Case ID: ohio-st-3d_89/html/1215-01.html
Source: Caselaw Access Project
Author: {"author": "Pfeifer, J.,", "license": "Public Domain", "url": "https://static.case.law/"}
Date Created: 2024-08-24T03:29:51.129683

Retterer, Appellant, v. Whirlpool Corporation et al., Appellees.
    [Cite as Retterer v. Whirlpool Corp. (2000), 89 Ohio St.3d 1215.]
    (No. 99-818
    Submitted February 23, 2000
    Decided June 21, 2000.)
    
      Elliot T. Fishman Co., L.P.A., Elliot T. Fishman and W. Bryon Speakman, for appellant.
    
      David J. Parsons and Shanthi V. Gaur, pro hac vice; Frericks & Howard and Thomas A Frericks, for appellees.
    
      Louis A. Jacobs; Spater, Gittes, Schulte & Kolman and Frederick M. Gittes, urging reversal for amici curiae, Ohio Employment Lawyers Association et al.
   The cause is dismissed, sua sponte, as having been improvidently allowed.

The court orders that the court of appeals’ opinion not be published in the Ohio Official Reports and that it may not be cited as authority except by the parties inter se.

Moyer, C.J., F.E. Sweeney, Cook and Lundberg Stratton, JJ., concur.

Resnick and Pfeifer, JJ., concur separately.

Douglas, J., dissents.

Pfeifer, J.,

concurring. Appellant, Douglas Retterer, allegedly encountered unwelcome sexual remarks and touching from supervisors and coworkers while he was an employee of Whirlpool Corporation at its Marion plant. Retterer also allegedly was the subject of continuous ridicule because of his sexual orientation. Retterer filed a complaint against Whirlpool and his coworkers on April 20, 1994, alleging, among other things, sexual harassment. The trial court granted a motion for summary judgment in favor of the defendants on November 7, 1995. On appeal, the Third District Court of Appeals reinstated most of Retterer’s causes of action but upheld the dismissal of the sexual-harassment claim. The court found that Retterer’s claims sounded in sexual-orientation discrimination, which was not actionable in Ohio. Retterer v. Whirlpool Corp. (1996), 111 Ohio App.3d 847, 860, 677 N.E.2d 417.

Importantly, Retterer failed to appeal that decision. The court of appeals’ judgment thus became the law of the case, foreclosing Retterer from reasserting his claim of sexual harassment. Upon remand of the case, Retterer attempted to reinstate his sexual-harassment claim based upon the United States Supreme Court’s ruling in Oncale v.
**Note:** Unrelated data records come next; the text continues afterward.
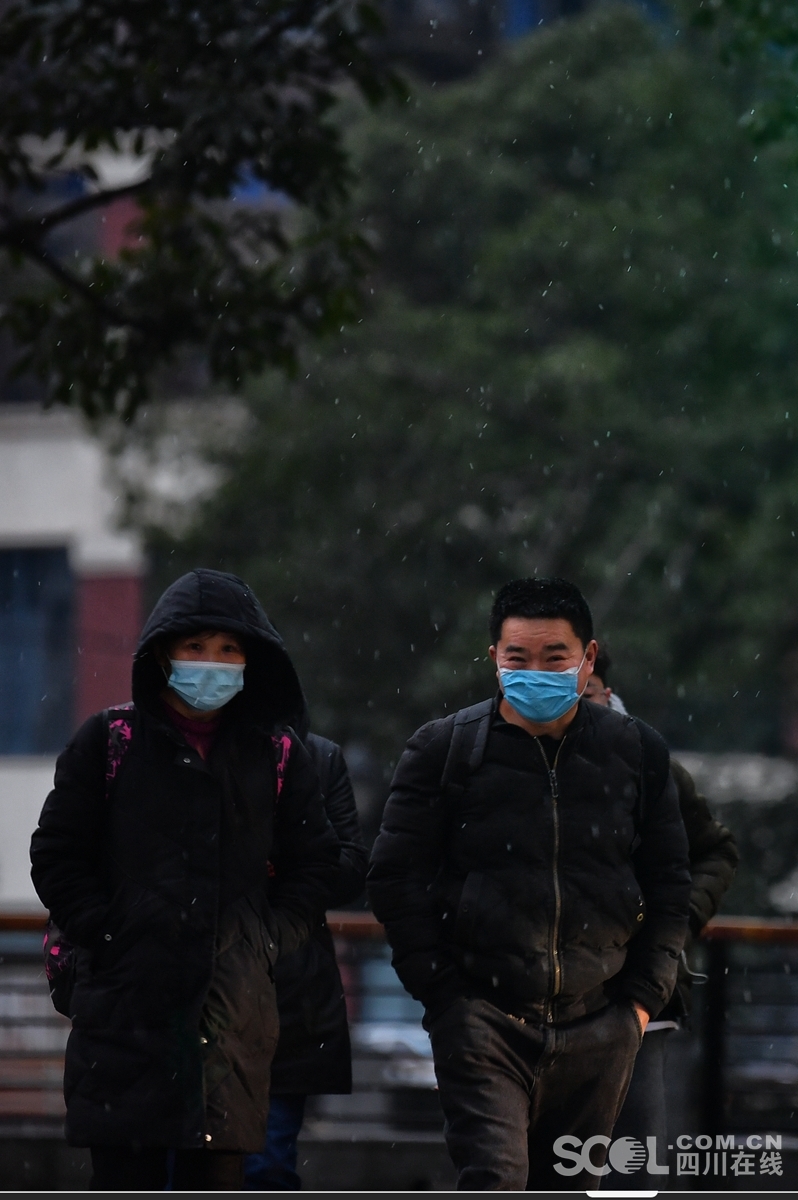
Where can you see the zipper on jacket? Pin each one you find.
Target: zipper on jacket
(553, 940)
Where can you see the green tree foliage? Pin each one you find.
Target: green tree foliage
(580, 361)
(203, 95)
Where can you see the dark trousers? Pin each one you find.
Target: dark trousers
(275, 1168)
(643, 1114)
(126, 1169)
(509, 1090)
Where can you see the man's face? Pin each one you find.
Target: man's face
(543, 643)
(210, 646)
(597, 691)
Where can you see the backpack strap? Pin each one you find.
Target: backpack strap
(282, 744)
(469, 733)
(119, 730)
(654, 768)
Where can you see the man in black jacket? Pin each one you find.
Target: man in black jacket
(313, 1055)
(156, 864)
(532, 875)
(713, 863)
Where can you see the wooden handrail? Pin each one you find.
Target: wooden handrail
(364, 925)
(751, 929)
(354, 924)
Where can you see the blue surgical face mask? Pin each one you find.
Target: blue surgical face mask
(541, 696)
(205, 685)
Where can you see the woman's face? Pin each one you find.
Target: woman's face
(210, 646)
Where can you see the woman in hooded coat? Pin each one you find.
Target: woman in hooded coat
(156, 864)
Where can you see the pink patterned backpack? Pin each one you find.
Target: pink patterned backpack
(60, 955)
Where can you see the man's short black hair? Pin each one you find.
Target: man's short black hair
(603, 664)
(541, 598)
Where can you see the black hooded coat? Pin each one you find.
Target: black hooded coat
(162, 880)
(313, 1054)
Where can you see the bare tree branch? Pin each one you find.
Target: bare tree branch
(23, 229)
(39, 255)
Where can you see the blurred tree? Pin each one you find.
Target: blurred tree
(185, 107)
(580, 360)
(763, 39)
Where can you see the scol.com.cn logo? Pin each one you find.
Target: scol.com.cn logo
(724, 1155)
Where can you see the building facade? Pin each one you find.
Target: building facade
(70, 611)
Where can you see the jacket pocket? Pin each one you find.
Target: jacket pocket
(468, 909)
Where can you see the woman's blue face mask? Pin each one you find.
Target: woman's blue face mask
(205, 685)
(541, 696)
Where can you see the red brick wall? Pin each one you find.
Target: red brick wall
(108, 624)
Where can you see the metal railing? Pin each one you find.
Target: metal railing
(747, 1024)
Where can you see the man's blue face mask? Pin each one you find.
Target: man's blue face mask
(541, 696)
(205, 685)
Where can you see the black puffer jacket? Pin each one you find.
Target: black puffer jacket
(162, 880)
(534, 901)
(313, 1054)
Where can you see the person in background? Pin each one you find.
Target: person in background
(532, 876)
(313, 1055)
(154, 862)
(713, 862)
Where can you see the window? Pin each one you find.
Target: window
(36, 645)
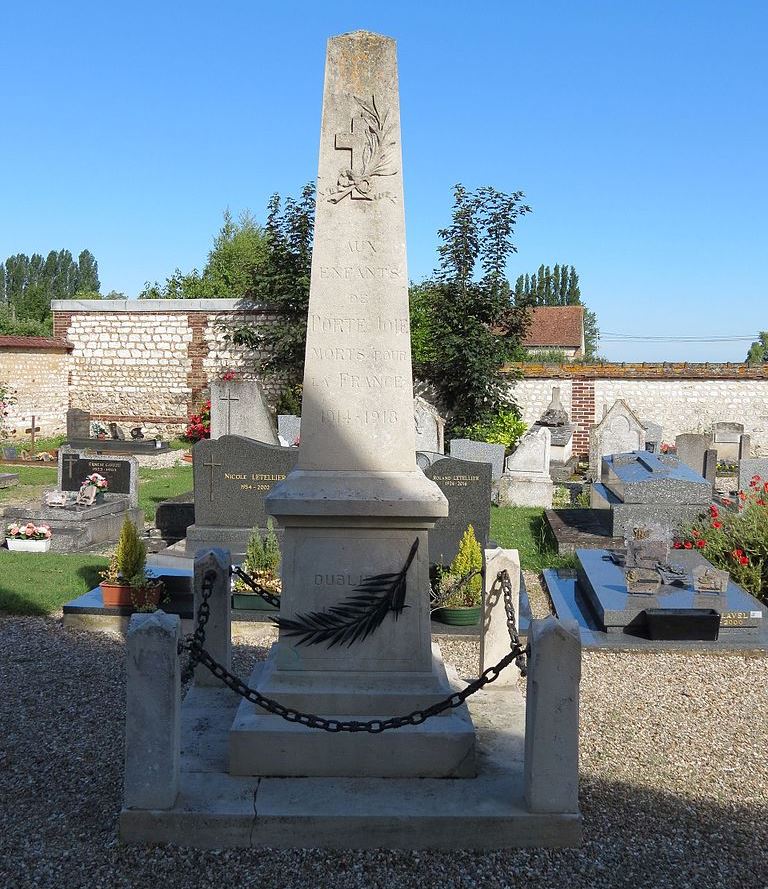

Sundowner Offshore Services, Inc. (1998), 523 U.S. 75, 118 S.Ct. 998, 140 L.Ed.2d 201, in which the court held that same-sex sexual-harassment claims are actionable under Title VII. Retterer’s motion to amend his complaint was properly denied.

I write to make clear that this case was improvidently allowed based primarily on procedure. Retterer had an opportunity to appeal the decision of the appellate court, but did not. He is therefore forced to live with that decision.

Retterer’s sexual-harassment claim should have survived summary judgment. On this day, this court held that “R.C. 4112.02(A) protects men as well as women from all forms of sex discrimination in the workplace, including discrimination consisting of same-sex sexual harassment.” Hampel v. Food Ingredients Specialties, Inc. (2000), 89 Ohio St.3d 169, 729 N.E.2d 726, paragraph three of the syllabus. This case might have presented the opportunity for us to consider whether discrimination based upon sexual orientation is also actionable under R.C. 4112.02(A). The abusive behavior that might give rise to such a cause of action continues to exist even in this supposedly enlightened day, and certainly it is only a matter of time before the question of sexual-orientation discrimination (and whether it is merely the opposite side of the same sexual-harassment coin) is properly before this court.

Resnick, J., concurs in the foregoing concurring opinion.